Achieving security and marketing alignment

Instead of resorting to cousin domains, organizations should foster better communication and shared understanding between security and marketing teams. The best practice, widely adopted by email deliverability experts, is to use purpose-specific subdomains for different email streams (e.g., marketing, transactional, operational). This allows for reputation isolation while maintaining brand consistency. With proper DMARC policies in place, even if a marketing subdomain faces deliverability issues, the impact on the main domain's reputation can be effectively mitigated. The basics of email subdomains show how they work to segment email traffic.
Security teams should focus on implementing robust email authentication for all sending domains and subdomains, ensuring that SPF, DKIM, and DMARC are correctly configured. This includes setting up DMARC policies at quarantine or reject to actively protect against spoofing and phishing attempts, regardless of whether a subdomain or cousin domain is used. By doing so, they can protect the brand while still allowing marketing to maintain a consistent identity.

The path to unified email security and deliverability

  1. Educate security teams: Explain the nuances of email deliverability and how subdomains, combined with strong authentication, offer effective risk segmentation without sacrificing brand trust.
  2. Implement DMARC properly: Ensure that all legitimate sending domains and subdomains have robust DMARC policies in place.
  3. Monitor blocklists (blacklists): Regularly check all sending domains (including subdomains) for blocklist appearances using a blocklist checker.
Ultimately, the goal for both security and marketing should be to ensure legitimate emails reach their intended recipients while protecting the brand from abuse.
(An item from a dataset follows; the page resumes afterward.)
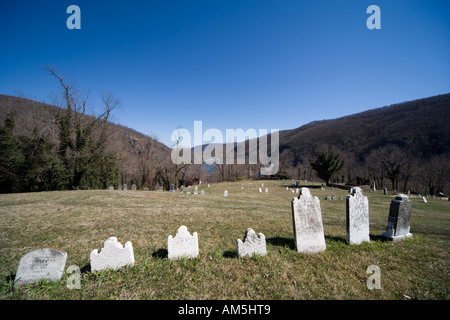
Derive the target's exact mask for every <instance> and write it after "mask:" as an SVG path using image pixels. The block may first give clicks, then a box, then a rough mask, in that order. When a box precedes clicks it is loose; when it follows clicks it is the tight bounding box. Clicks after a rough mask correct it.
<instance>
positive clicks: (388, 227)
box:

This is best achieved through transparent communication, adherence to email best practices, and leveraging the power of subdomains with strong authentication, rather than retreating to the false security of cousin domains.

Views from the trenches

Best practices
Ensure that marketing and security teams collaborate closely on email sending strategy.
Implement strong DMARC policies on all corporate domains and subdomains.
Use clear, branded subdomains for different email types (e.g., marketing, transactional).
Common pitfalls
Allowing marketing to use cousin domains, which can erode brand trust and increase phishing risk.
Security teams not understanding the nuances of email deliverability and authentication.
Lack of consistent monitoring for domain reputation across all sending assets.
Expert tips
Implement a DMARC policy with a quarantine or reject action for your main domain to protect against spoofing.
Regularly review DMARC reports to identify potential abuse of your brand's domains, including cousin domains.
Conduct periodic training for both marketing and security on email authentication and deliverability best practices.
Marketer view
Marketer from Email Geeks says that security people often suggest cousin domains because they believe marketing teams will not adhere to security guidelines regarding email sending.
2021-09-29 - Email Geeks
Marketer view
Marketer from Email Geeks says that this strategy allows security to keep potential deliverability and blocklisting issues outside their immediate area of responsibility.
2021-09-29 - Email Geeks

Finding common ground

The choice between cousin domains and subdomains for email marketing highlights a crucial area where security and marketing goals can appear to conflict. While security teams may see cousin domains as a way to compartmentalize risk, this approach can inadvertently undermine brand trust and create deliverability challenges.
Ultimately, a more informed and collaborative strategy, one that leverages the power of subdomains with robust email authentication, offers a path to both strong security posture and effective, on-brand email marketing. It's about finding common ground and working together to protect the brand's reputation comprehensively.